Language of document :

Request for a preliminary ruling from the Fővárosi Közigazgatási és Munkaügyi Bíróság (Hungary) lodged on 23 October 2018 — Pólus Vegas Kft. v Nemzeti Adó- és Vámhivatal Fellebbviteli Igazgatósága

(Case C-665/18)

Language of the case: Hungarian

Referring court

Fővárosi Közigazgatási és Munkaügyi Bíróság

Parties to the main proceedings

Applicant: Pólus Vegas Kft.

Defendant: Nemzeti Adó- és Vámhivatal Fellebbviteli Igazgatósága

Questions referred

May paragraphs 39 to 42 of the judgment delivered by the Court of Justice of the European Union in Case C-98/14 be interpreted as meaning that the fact that domestic legislation increases five-fold the fixed-rate tax on gaming, without providing for any transitional arrangements, while at the same time introducing a proportional tax on gaming, constitutes a restriction on the freedom to provide services under Article 56 TFEU?
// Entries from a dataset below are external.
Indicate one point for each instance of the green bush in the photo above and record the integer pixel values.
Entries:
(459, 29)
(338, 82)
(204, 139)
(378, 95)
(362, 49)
May the terms ‘impede’ or ‘render less attractive’ which are used in the judgment in Case C-98/14 be interpreted — having regard to and in application of Additional Protocol No 1 to the European Convention on Human Rights (ECHR) and Article 17 of the Charter of Fundamental Rights of the European Union — as meaning that an unjustified and unreasonable increase in the tax on gaming in a Member State deprives the organisers of games of chance in amusement arcades of their profits in a disproportionate and discriminatory fashion which distorts competition in favour of casinos and infringes the aforementioned Additional Protocol to the ECHR and Article 17 of the Charter of Fundamental Rights of the European Union?

May the content of the judgment delivered in Case C-98/14 be interpreted as meaning that the fact that the operation of gaming machines ceases to be profitable and may be carried on only at a loss as a result of an unjustified and unreasonable increase in the tax on gaming warrants the assessment that that increase has the effect of ‘impeding’ that activity or ‘rendering it less attractive’?

In the context of the implementation in the Member State of the judgment delivered in Case C-98/14, may the freedom to provide services be interpreted as meaning that amusement arcades and casinos operated in a Member State must, in principle, be assumed to entail an EU cross-border component consisting in the fact that EU citizens from other Member States may also make use of the gaming opportunities in question?